The assassination of the chief of Nepal’s armed police force, Krishna Mohan Shrestha, and his wife on January 26, 2003, may have shocked but did not come as a surprise in the Kathmandu valley. The Maoists’ all-pervading presence in the valley can be gauged from the success of the bandhs called by them. Considering the Maoists’ track record of brinkmanship — offering to hold talks and then attacking the security forces — the attack on Shrestha may be seen as their way of pressing for talks, on their own terms.
Since the dismissal of the Sher Bahadur Deuba government on October 4, 2002, the Palace has shown little interest in calling for fresh elections. Also, the country’s political parties are too busy squabbling among themselves to make a strong united appeal for the restoration of democracy. But arch rivals in the Nepal Congress, Deuba and G.P. Koirala, agreed to postpone the elections slated for November 15, 2002, since no party could hope to campaign in 35 of the 75 districts without the sanction of the Maoists.
The West has recently stepped up military aid to Nepal — the United States of America has sent military experts to impart training to the Nepalese army, as well as 5,000 M-16 rifles; 5,600 Minimi rifles have also come from Belgium. But can this help resolve a conflict that has cost over 7,000 lives since April 1996' Hardly. Military aid will not strengthen the weak edifice of the state of Nepal. In the past, the Maoists have always got the better of the Nepali army. Also, one can be sure that before long, these sophisticated weapons will fall into the hands of the Maoists.
Indeed, the situation in Nepal has been steadily worsening. The army is losing out to the Maoists even in those areas where it had some support earlier, because of its penchant for torture and extrajudicial executions. Many instances have been reported of civilians using the army to settle personal scores by accusing others of being Maoist activists.
The army’s immunity from the legal consequences as far as human rights abuses are concerned is best illustrated by the January 21, 2003, decision of the Nepal supreme court to question the incumbent prime minister. Lokendra Bahadur Chand was hauled up in court on a contempt proceeding for not having released detainees held on charges of being Maoists.
The court had ordered the release of an advocate, Narayan Adhikari, arrested under the anti-terrorism legislation on charges of being a Maoist more than a year ago. Though the home ministry denied he was in custody, Adhikari’s family claimed that he had been shifted to Nakhu jail from Hanumandhoka immediately after the court issued orders for his release. The court felt the government had made a mockery of itself by defying its orders.
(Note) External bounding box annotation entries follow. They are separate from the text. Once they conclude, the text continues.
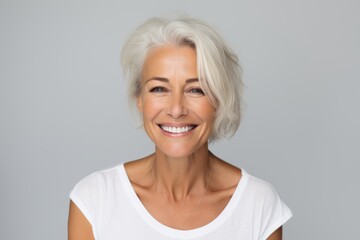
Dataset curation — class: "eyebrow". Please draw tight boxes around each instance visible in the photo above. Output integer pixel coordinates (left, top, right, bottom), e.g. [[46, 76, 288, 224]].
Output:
[[145, 77, 199, 83]]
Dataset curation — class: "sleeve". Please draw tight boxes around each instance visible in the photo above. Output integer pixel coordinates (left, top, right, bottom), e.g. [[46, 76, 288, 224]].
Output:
[[260, 184, 292, 240], [69, 173, 103, 230]]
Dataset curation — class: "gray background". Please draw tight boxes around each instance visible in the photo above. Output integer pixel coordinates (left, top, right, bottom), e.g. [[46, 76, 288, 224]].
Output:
[[0, 0, 360, 240]]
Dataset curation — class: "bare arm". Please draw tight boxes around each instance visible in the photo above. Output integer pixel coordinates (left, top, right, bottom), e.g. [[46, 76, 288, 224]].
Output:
[[267, 227, 282, 240], [68, 201, 94, 240]]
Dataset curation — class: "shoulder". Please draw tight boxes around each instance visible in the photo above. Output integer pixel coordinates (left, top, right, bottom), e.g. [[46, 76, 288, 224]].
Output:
[[242, 170, 280, 205], [70, 165, 121, 204]]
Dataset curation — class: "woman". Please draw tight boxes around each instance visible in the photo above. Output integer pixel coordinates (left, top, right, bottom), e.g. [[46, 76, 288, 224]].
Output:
[[69, 15, 292, 240]]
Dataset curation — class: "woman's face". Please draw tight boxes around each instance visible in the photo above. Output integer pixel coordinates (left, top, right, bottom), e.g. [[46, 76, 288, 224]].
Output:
[[137, 46, 215, 157]]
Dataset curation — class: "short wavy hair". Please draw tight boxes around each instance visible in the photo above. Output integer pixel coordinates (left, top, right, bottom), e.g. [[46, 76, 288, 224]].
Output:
[[121, 16, 243, 140]]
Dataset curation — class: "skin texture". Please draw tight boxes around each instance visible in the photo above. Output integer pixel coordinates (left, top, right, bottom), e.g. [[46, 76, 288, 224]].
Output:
[[69, 46, 282, 240]]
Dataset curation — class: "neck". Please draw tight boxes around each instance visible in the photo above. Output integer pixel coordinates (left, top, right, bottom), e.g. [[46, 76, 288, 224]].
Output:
[[151, 147, 213, 202]]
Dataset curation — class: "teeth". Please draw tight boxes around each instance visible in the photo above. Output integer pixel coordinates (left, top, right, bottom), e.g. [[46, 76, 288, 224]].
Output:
[[160, 125, 194, 133]]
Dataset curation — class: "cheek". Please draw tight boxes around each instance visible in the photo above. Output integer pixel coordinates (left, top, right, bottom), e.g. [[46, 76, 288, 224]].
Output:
[[141, 98, 164, 120]]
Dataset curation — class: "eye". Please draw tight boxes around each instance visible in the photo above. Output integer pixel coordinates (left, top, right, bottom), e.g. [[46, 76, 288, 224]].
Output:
[[187, 88, 205, 96], [150, 87, 167, 93]]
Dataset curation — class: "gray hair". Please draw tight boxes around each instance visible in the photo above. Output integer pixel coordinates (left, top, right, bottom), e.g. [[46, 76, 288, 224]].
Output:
[[121, 17, 242, 140]]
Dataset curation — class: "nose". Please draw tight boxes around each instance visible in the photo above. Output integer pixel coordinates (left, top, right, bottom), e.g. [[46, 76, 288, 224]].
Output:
[[167, 92, 187, 119]]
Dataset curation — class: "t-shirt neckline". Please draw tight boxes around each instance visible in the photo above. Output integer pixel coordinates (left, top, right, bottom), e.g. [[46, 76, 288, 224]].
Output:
[[119, 164, 249, 239]]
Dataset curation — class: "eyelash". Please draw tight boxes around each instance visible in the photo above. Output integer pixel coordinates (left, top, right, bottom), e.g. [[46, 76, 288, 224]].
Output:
[[150, 87, 205, 95], [150, 87, 167, 93]]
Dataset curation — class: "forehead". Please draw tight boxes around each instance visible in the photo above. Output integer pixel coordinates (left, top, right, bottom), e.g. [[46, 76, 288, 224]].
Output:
[[142, 45, 197, 78]]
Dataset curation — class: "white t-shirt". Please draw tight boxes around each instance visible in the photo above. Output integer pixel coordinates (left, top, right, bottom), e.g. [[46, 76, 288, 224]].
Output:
[[70, 164, 292, 240]]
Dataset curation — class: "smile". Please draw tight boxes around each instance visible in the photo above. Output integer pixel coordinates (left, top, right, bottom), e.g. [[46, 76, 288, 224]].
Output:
[[159, 125, 196, 133]]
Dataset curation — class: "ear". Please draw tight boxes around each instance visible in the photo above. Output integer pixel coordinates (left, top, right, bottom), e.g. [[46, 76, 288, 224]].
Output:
[[136, 96, 143, 113]]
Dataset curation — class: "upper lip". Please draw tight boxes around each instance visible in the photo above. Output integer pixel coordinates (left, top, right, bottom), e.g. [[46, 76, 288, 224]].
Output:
[[158, 123, 197, 127]]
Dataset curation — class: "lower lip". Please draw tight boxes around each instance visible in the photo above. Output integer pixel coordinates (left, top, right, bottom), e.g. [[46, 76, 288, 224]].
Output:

Recently, the government sought to placate the Maoists by refraining from labelling them “terrorists”. The Maoist leader, Prachanda, reciprocated by saying that the Maoists were ready for talks. But what has the use of the term “terrorists” to do with the dialogue'
The root of the conflict is the Maoists’ quest for political power in Kathmandu. It has been aggravated by the extreme poverty, feudalism, misgovernance and rampant corruption in the country. Public anger over political parties is reflected in the lack of response to the dismissal of the Deuba government and the subsequent arrest of Khum Bahadur Khadka, a former home minister, and Jayaprakash Prasad Gupta, a former information minister, on October 30, 2002.
The United Nations secretary general, Kofi Annan, has been trying to mediate between the Maoists and the government. He sent two representatives to Nepal in January 2003. However, the king, supported by American arms and experts, shows little interest in restoring democracy and hence, peace appears elusive. Unless the king and the political parties shed their complacence and talk to the Maoists, both the palace and the democrats will soon lose all credibility.